In the world of travel/tourism visitors are exposed to a host of options for designing their getaway; from Trip Advisor, Yelp and Urban Spoon, to mobile apps like Tripit, and social sharing sites like Twitter and Facebook. Destination Marketers are presented with challenge of harnessing the various media options out there in one centralized media hub and projecting it out in the proliferation of devices that are on the market today.
I’m not going to try and sum up what I learned or sound as if I have all the answers from a two day conference but I did learn to appreciate the challenge destination marketing organizations (DMOs), face and am all to familiar with ecommerce’s widening grasp of the marketplace. As a graphic designer I have faced many of the same technology expectations. Clients want you to be able to provide the next greatest technological thing; they want speed, they want it cheap and they want it done yesterday.
For DMO’s the next step is finding the team that can provide the answers, whether it is an internal team or working with an agency, you need to build a collaboration of trust and communication that leads to solutions. Some of my suggestions are to be careful not to pigeonhole yourself into a solution that isn’t adaptable. Take the reins of social media and engage with your community, build your networks and be transparent. Brainstorm, plan and empower your staff to work together, every voice counts.
Some of the key themes I pulled from this conference were collaboration and building from what you know. Expand on your key resources and leverage your assets. Build with user generated content and partnerships. Get to know Google Adwords. With all of these don’t be afraid to experiment and be creative.
An interesting article on some of the same concepts suggests new tools for the evolving digital landscape:
As digital technologies create a continuing disruptive environment, old methodical, systematic and proprietary approaches must be augmented with new skills.
Here’s some of what’s needed:
Integration: In the analog world, things moved slowly enough that people with diverse abilities had time to learn to collaborate as new technologies developed.

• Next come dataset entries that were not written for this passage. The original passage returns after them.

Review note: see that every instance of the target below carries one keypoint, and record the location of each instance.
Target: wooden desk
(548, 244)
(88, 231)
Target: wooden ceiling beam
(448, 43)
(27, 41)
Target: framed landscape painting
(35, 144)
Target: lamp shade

Digital technology, however, moves at dizzying speed and people of varied talent and expertise must find a way to work together on the run.
Today, points of operational interface need to be the primary focus of managing digital activity.
Partnerships and Frenemies: The world is changing so fast that nobody can really keep up with it. We’re all a little bit lost. Therefore, it is important to be able to develop mutually beneficial partnerships, in the form of licenses, standards and joint ventures, even with competitors. No one can do it all.
Empowerment: Another consequence of the digital age is the multitude of capabilities involved, which means management knows very little about each individual speciality. Control has become an illusion and the lunatics really do run the asylum.
If people aren’t empowered to share their views, an important part of the strategic picture is lost. Even worse, since very few people understand the work of highly skilled specialists, those with coveted skills will often simply do what they think is best and not tell anyone. Why fight to get your voice heard when you and you only control what you actually do?
— Digital Strategy vs. Digital Skills, 2010 November 3
One last final thought from the perspective of a lone graphic designer is don’t forget the visual landscape that you are entering. As consumers navigate the web they may want speed and functionality above everything else but in light of this last weeks events we cannot forget the importance of brand. Steve Jobs taught us that it’s not just the speed and functionality but also the visual exterior that counts. We live in a different world because of Jobs and his company. One where people identify themselves with every accessory they own. From not just your Nike shoes or beverage of choice but now people identify with their peripheral devices. They arm themselves with gadgets and take sides for what they believe in. Jobs created a brand of computers that had style, people weren’t just working on a computer they were given the choice of colors they proudly touted their devotion in a Microsoft dominated world. The Mac was never just another personal computing device and your web, mobile or social media strategies should never be just tool’s that offer speed. They should reflect your company and give the consumer a feeling of presence, they should know exactly where they are in the digital landscape and feel comfortable knowing it. I want speed if I want to order wings but I also want to know where I’m getting them from so I can go back or so I can shout it out on social media. I want the quickest solution with the most information and to be able to purchase tickets, make a booking and get solid advice from one place but I also want to know it’s a reliable source that I can trust.
If there is one thing I’ve learned form attending both of these conferences it’s that there are a lot of people out there with the same expectations, fears, concerns and ambitions and they are all trying to stay up to speed. Be sure you are not neglecting the true value of who you are and what you offer and not becoming just another technological fix with bells and whistles.